ANIMA doesn't stack layers. It recurses. A single transformer block, run T times — each pass a deeper thought. 50 million parameters thinking 16 times per token. Depth without mass.
// architecture
Standard transformers stack N identical blocks. ANIMA runs one block N times. Same weights, different depths. Each loop iteration is a thought.
A 50M model with 16 loops has the reasoning depth of a 200M+ fixed-depth model. The parameters are shared — you're paying for memory once, but using it sixteen times.
Every loop re-injects the encoded input e. The model can't "forget" what it was asked. Each iteration refines the answer with the question still in view.
The injection uses Linear Time-Invariant dynamics with spectral radius ρ(A) < 1 by construction. No matter how many loops you run, the state stays bounded. Guaranteed.
// why_loops_not_layers
Every layer you add costs parameters, memory, and inference time. Loops cost only time — and not even that, if the problem is easy.
| Property | Standard Transformer | Recurrent-Depth (ANIMA) |
|---|---|---|
| Depth | Fixed. 32 layers = 32 steps of reasoning. | Variable. 16 loops = 16 steps, but can extrapolate to 32+ at inference. |
| Parameters | Each layer has unique weights. 32 layers = 32× cost. | One block, shared. 16 loops = 1× cost. |
| Easy tokens | Full depth regardless. "The" costs as much as "∫". | ACT halting: "the" exits at loop 2. "∫" uses all 16. |
| Depth extrapolation | Impossible. Can't add layers at inference. | Native. Train at T=8, test at T=32. Harder problems → more loops. |
| Model size (100M class) | ~400MB (fp16) | ~200MB (fp16). ~50MB quantized. |
| Where it runs | Cloud GPU. Maybe a laptop. | Phone. Laptop. Edge. Anywhere. |
// inside_the_loop
Each token accumulates a halting probability across loops. When it crosses the threshold, that position stops computing. Easy tokens halt at loop 2-3. Hard tokens use all T. You don't pay for depth you don't need.
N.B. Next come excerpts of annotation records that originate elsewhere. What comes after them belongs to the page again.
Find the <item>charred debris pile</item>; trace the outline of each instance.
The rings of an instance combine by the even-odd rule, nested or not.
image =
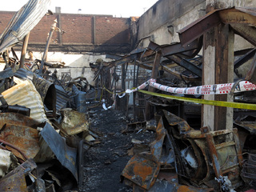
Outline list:
[[[56,23],[51,27],[41,61],[26,63],[22,57],[26,51],[22,51],[19,61],[12,48],[19,39],[26,39],[36,25],[36,21],[31,22],[34,13],[30,11],[40,14],[38,20],[46,12],[46,0],[38,7],[38,11],[27,9],[38,2],[29,1],[1,36],[1,191],[79,190],[83,182],[82,166],[86,163],[83,162],[84,147],[98,142],[97,133],[90,129],[87,114],[87,102],[94,101],[95,94],[90,94],[90,91],[94,92],[86,78],[58,77],[56,73],[47,70],[47,66],[63,66],[46,62],[50,35],[58,30]],[[231,14],[225,17],[226,12]],[[155,139],[146,150],[134,153],[130,149],[133,157],[120,171],[121,182],[130,186],[134,191],[256,190],[255,85],[251,83],[255,83],[256,56],[246,78],[232,86],[202,86],[202,57],[198,53],[203,46],[202,34],[216,23],[234,22],[238,18],[230,19],[233,12],[242,14],[242,22],[246,21],[247,14],[249,22],[255,22],[255,11],[252,10],[214,11],[181,30],[181,42],[159,46],[150,42],[147,48],[116,56],[109,63],[99,61],[90,64],[95,71],[95,89],[100,90],[97,102],[102,102],[106,110],[115,106],[127,116],[131,109],[133,122],[127,127],[139,124],[144,128],[150,126],[155,132]],[[25,20],[23,14],[28,16]],[[211,22],[212,25],[209,25]],[[243,37],[243,33],[250,31],[236,27],[231,26]],[[201,30],[198,31],[199,28]],[[14,30],[17,35],[13,35]],[[7,50],[14,58],[9,57]],[[254,50],[243,52],[245,55],[237,60],[234,68],[251,58]],[[128,77],[130,66],[134,66],[133,76]],[[150,73],[142,76],[139,68]],[[131,88],[126,83],[130,81],[138,88],[128,90]],[[146,90],[147,86],[150,87]],[[209,105],[209,101],[201,99],[202,95],[227,92],[237,97],[232,106],[228,103],[225,107],[240,106],[239,99],[248,99],[246,102],[250,104],[243,103],[246,110],[234,110],[231,129],[211,130],[207,126],[202,127],[200,103]],[[129,94],[126,94],[133,95],[132,108],[129,106]],[[140,144],[136,140],[133,142]]]

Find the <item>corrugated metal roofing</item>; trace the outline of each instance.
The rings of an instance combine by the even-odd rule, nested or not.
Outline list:
[[[2,93],[9,105],[25,106],[30,109],[30,118],[40,122],[48,122],[44,111],[44,106],[38,92],[30,80],[18,85]]]
[[[0,52],[13,46],[33,30],[46,14],[51,0],[30,0],[12,18],[0,36]]]

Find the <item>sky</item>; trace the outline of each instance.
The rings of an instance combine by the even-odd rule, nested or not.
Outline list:
[[[18,11],[28,0],[10,0],[1,3],[0,10]],[[141,16],[158,0],[51,0],[49,8],[55,12],[59,6],[62,13],[85,14],[110,14],[117,18]]]

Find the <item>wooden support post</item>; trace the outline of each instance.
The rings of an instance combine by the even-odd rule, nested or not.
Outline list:
[[[25,56],[26,56],[27,44],[29,42],[29,38],[30,38],[30,32],[25,36],[24,40],[23,40],[23,45],[22,45],[22,56],[21,56],[19,68],[24,68]]]
[[[215,83],[234,82],[234,38],[229,25],[219,24],[217,28]],[[215,95],[217,101],[233,102],[230,94]],[[233,128],[233,108],[215,106],[214,130]]]
[[[157,78],[158,74],[158,67],[160,65],[160,60],[162,57],[162,53],[160,51],[157,52],[155,54],[154,61],[154,66],[152,69],[151,73],[151,78]],[[152,86],[150,86],[148,89],[149,91],[154,92],[154,88]],[[151,106],[149,102],[146,102],[146,121],[150,121],[151,118],[154,116],[154,113],[152,113]]]
[[[220,2],[206,1],[206,11],[226,6]],[[234,82],[234,32],[222,23],[210,29],[203,38],[202,85]],[[204,99],[233,101],[231,95],[205,95]],[[233,108],[202,106],[202,126],[211,130],[233,128]]]

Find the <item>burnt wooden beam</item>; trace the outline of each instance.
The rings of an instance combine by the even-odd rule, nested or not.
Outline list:
[[[157,78],[158,74],[158,67],[160,65],[160,61],[161,61],[161,57],[162,54],[160,51],[156,53],[154,61],[154,66],[152,69],[152,73],[151,73],[151,78]],[[154,88],[152,86],[149,86],[148,91],[154,92]],[[154,113],[152,113],[151,110],[151,105],[149,102],[146,102],[146,120],[150,121],[151,118],[154,116]]]

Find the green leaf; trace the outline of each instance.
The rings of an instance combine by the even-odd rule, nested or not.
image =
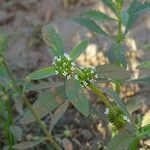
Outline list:
[[[72,60],[76,60],[87,48],[88,40],[79,43],[70,53]]]
[[[90,31],[96,32],[98,34],[103,35],[104,37],[111,38],[109,34],[107,34],[103,29],[101,29],[94,21],[86,19],[86,18],[72,18],[73,21],[79,23]]]
[[[55,110],[58,107],[58,103],[55,100],[55,96],[50,92],[46,91],[42,93],[37,101],[32,105],[32,108],[40,118],[45,117],[49,112]],[[28,110],[24,117],[21,119],[22,124],[28,124],[35,121],[35,117]]]
[[[128,98],[128,101],[126,103],[127,110],[130,114],[140,109],[141,105],[142,105],[142,98],[139,98],[138,96]]]
[[[33,148],[33,147],[39,145],[44,140],[45,139],[43,138],[41,140],[37,140],[37,141],[33,141],[33,142],[22,142],[22,143],[14,145],[13,148],[15,150],[27,150],[27,149],[30,149],[30,148]]]
[[[98,108],[95,108],[94,106],[91,106],[90,115],[91,116],[96,116],[98,119],[102,119],[103,121],[108,123],[108,118],[104,114],[104,111],[101,110],[100,108],[98,109]]]
[[[66,95],[74,107],[84,116],[89,116],[90,104],[81,85],[76,80],[66,80]]]
[[[148,137],[150,138],[150,124],[139,129],[138,136],[140,139]]]
[[[129,19],[126,25],[126,30],[124,35],[128,33],[132,25],[136,22],[138,17],[145,11],[150,10],[149,2],[139,2],[139,0],[133,0],[128,9]]]
[[[135,80],[129,80],[129,83],[150,85],[150,77],[143,77]]]
[[[103,88],[103,91],[105,93],[107,93],[109,96],[111,96],[113,98],[113,100],[115,101],[115,103],[119,106],[119,108],[128,116],[130,117],[127,109],[126,109],[126,106],[123,102],[123,100],[119,97],[119,95],[114,92],[113,90],[111,89],[108,89],[108,88]]]
[[[113,80],[125,80],[130,76],[129,71],[111,64],[98,65],[96,72],[102,77]]]
[[[81,14],[82,16],[96,21],[112,21],[115,20],[99,10],[89,10]]]
[[[18,126],[10,126],[11,133],[15,136],[17,141],[22,140],[22,129]]]
[[[64,53],[63,41],[52,25],[46,25],[42,28],[42,37],[54,55],[62,55]]]
[[[24,80],[18,80],[17,83],[23,87],[25,87],[26,91],[35,91],[35,92],[41,92],[42,90],[55,88],[63,85],[63,82],[52,82],[52,81],[41,81],[38,83],[32,83],[32,82],[26,82]]]
[[[6,33],[0,32],[0,55],[6,51],[8,46],[8,35]]]
[[[108,144],[108,150],[128,150],[129,145],[136,137],[128,134],[120,134],[115,136]]]
[[[128,12],[127,11],[122,11],[121,12],[121,20],[122,20],[122,23],[123,23],[124,26],[127,25],[128,19],[129,19]]]
[[[150,68],[150,61],[142,62],[142,63],[139,64],[138,67],[141,68],[141,69],[147,69],[147,68],[149,69]]]
[[[144,117],[142,119],[142,127],[150,125],[150,111],[146,112],[144,114]]]
[[[67,108],[69,106],[68,102],[64,102],[59,108],[57,108],[54,112],[54,115],[52,116],[51,122],[50,122],[50,131],[53,130],[56,123],[60,120],[60,118],[63,116],[63,114],[66,112]]]
[[[102,0],[102,2],[109,7],[115,14],[117,14],[116,4],[112,0]]]
[[[126,53],[122,45],[113,43],[107,55],[111,64],[118,64],[122,65],[124,68],[127,68]]]
[[[55,68],[47,67],[47,68],[43,68],[41,70],[38,70],[38,71],[31,73],[30,75],[28,75],[26,77],[26,79],[40,80],[40,79],[48,78],[52,75],[55,75]]]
A small rank-r adapter per loop iteration. Loop 1 isn't the same as loop 16 — the LoRA gives each depth its own character. Early loops handle syntax. Late loops handle reasoning.
A sinusoidal signal injected at each iteration tells the model "which loop am I in?" Without this, every iteration would be identical. With it, the model learns what to do at each depth.
The recurrent loop IS chain-of-thought — but in latent space, invisible, free. On top of that, the model can emit <think> tags for explicit reasoning. Two layers of depth. One architecture.
A dedicated pathway injects personal embeddings alongside the input. Your context participates in every loop iteration — the model reasons about YOU at every depth. Not a prompt hack. Architecture.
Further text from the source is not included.